PURPOSE:To obtain a compact retina display device forming video of high image quality and reducing cost. CONSTITUTION:The video signal inputted from an input terminal 9 is converted into visible light by an LED 52. A light emitting panel 41 where the LED 52 is arranged in a matrix state in an X-Y axis direction scans on a retina 25 by successively operating the LED 52 based on a video signal. A convergent optical system 8 is moved and controlled along a Z-axis by an automatic focus adjusting means 10 so as to collect visible light by the convergent optical system 8 and to focus on the retina 25.

Description

Detailed Description of the Invention

[0001]

BACKGROUND OF THE INVENTION 1. Field of the Invention The present invention relates to a retinal display device, and more particularly to a retinal display device capable of projecting a visible ray directly onto the retina of an eyeball to focus a desired image.

[0002]

2. Description of the Related Art A general display device requires a display device such as a cathode ray tube and an LCD (Liquid Crystal Display) panel. Since these display devices occupy a large space, the entire image display device becomes large, and a large space is required at the installation location.

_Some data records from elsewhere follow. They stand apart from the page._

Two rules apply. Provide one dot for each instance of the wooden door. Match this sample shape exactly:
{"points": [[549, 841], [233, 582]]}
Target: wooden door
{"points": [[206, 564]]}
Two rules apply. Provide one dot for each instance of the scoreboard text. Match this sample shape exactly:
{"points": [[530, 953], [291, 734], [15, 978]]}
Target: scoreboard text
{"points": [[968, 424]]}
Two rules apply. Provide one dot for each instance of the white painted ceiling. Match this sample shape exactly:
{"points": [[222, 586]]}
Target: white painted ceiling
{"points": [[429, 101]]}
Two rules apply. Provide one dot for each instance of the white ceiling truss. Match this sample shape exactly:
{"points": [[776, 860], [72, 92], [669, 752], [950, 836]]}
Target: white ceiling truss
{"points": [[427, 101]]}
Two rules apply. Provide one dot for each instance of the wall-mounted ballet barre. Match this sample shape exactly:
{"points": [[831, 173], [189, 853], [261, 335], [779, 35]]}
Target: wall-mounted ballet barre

Therefore, in order to make the image display device lightweight, compact and portable, a retinal display device which does not require a display device is disclosed in Japanese Patent Laid-Open Nos. 4-22919 and 4-23579.
It has been proposed in the issue. These devices are configured to directly project the image on the liquid crystal panel onto the retina of the eyeball.

[0004]

However, the above-mentioned retinal display device using a liquid crystal panel requires a light source such as a backlight and a means for guiding light emitted from the light source. Therefore, due to the complicated structure, there is a problem that the entire device becomes large and the cost becomes high. In addition, since the liquid crystal has a slow response speed, it is difficult to obtain a high quality image.

The present invention has been made in view of the above circumstances, and an object of the present invention is to provide a low-cost and compact retinal display device for forming a high-quality image.

[0006]

In order to achieve the above object, the retinal display device of the present invention is a retinal display device for recognizing an image by scanning and irradiating a visible ray directly onto the retina of an eyeball to display an image signal. It is characterized by comprising a light emitting means in which light emitting elements which are converted into the visible light and are sequentially driven by a video signal are arranged in a matrix.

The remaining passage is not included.